If either $(x_0, x_1)$ or $(y_0, y_1)$ is not connected in the graph, then $R(x_1, y_1 \mid x_0, y_0) = 0$. This leads to a large number of zero entries, introducing natural sparsity in $R$.

To exploit this, we replace `numpy` arrays with `scipy.sparse` matrices in the implementation. This change reduces memory usage and enables efficient computation, allowing us to handle larger graphs.

## Experimental Results:

We evaluated the maximum graph size that each stationary distribution computation method can handle before running out of memory. Experiments were conducted on a server with 256 GB of RAM, using two randomly generated Stochastic Block Models (SBMs), each with 4 blocks and $n$ nodes.

Dense Version: 
- `best`: $n=200$
- `iterative`, `eigen`: $n=200$
 
Sparse Version
- `best`: $n=280$
- `iterative`, `eigen`: $n=320$

We expect the performance improvement to be even more pronounced for graphs that are sparser than the 4-block SBMs used above. For example, with 10-block SBMs, the sparse version can handle graphs with up to 430 nodes. In contrast, the dense version still caps out at around 200 nodes, as its implementation does not take advantage of sparsity.

## Code Example:

### 1. Import Libraries

In [2]:
import numpy as np
import sys
import os

sys.path.append(os.path.abspath("../src"))
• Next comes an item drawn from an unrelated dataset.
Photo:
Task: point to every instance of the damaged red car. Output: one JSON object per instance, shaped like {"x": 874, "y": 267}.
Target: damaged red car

from pyotc.otc_backend.policy_iteration.sparse.exact import exact_otc
from pyotc.otc_backend.graph.utils import adj_to_trans, get_degree_cost
from pyotc.examples.stochastic_block_model import stochastic_block_model

### 2. Load Graphs

In [3]:
# Seed number
np.random.seed(1)

# Generate two stochastic block model graphs with 4 blocks, each containing 10 nodes
m = 10
A1 = stochastic_block_model(
    (m, m, m, m),
    np.array(
        [
            [0.9, 0.1, 0.1, 0.1],
            [0.1, 0.9, 0.1, 0.1],
            [0.1, 0.1, 0.9, 0.1],
            [0.1, 0.1, 0.1, 0.9],
        ]
    ),
)

A2 = stochastic_block_model(
    (m, m, m, m),
    np.array(
        [
            [0.9, 0.1, 0.1, 0.1],
            [0.1, 0.9, 0.1, 0.1],
            [0.1, 0.1, 0.9, 0.1],
            [0.1, 0.1, 0.1, 0.9],
        ]
    ),
)

### 3. Run Sparse `exact_otc`

In [4]:
# Convert adjacency matrices to transition matrices
P1 = adj_to_trans(A1)
P2 = adj_to_trans(A2)

# Define cost function
c = get_degree_cost(A1, A2)

# Run Exact OTC using the sparse implementation
exp_cost, R, stat_dist = exact_otc(P1, P2, c, stat_dist="best")
print("\nExact OTC cost between SBM1 and SBM2:", exp_cost)

Starting exact_otc_sparse...
Iteration: 0
Computing exact TCE...
Computing exact TCI...
Iteration: 1
Computing exact TCE...
Computing exact TCI...
Iteration: 2
Computing exact TCE...
Computing exact TCI...
Iteration: 3
Computing exact TCE...
Computing exact TCI...
Iteration: 4
Computing exact TCE...
Computing exact TCI...
Convergence reached in 5 iterations. Computing stationary distribution...
[exact_otc] Finished. Total time elapsed: 10.326 seconds.

Exact OTC cost between SBM1 and SBM2: 0.9336440288840459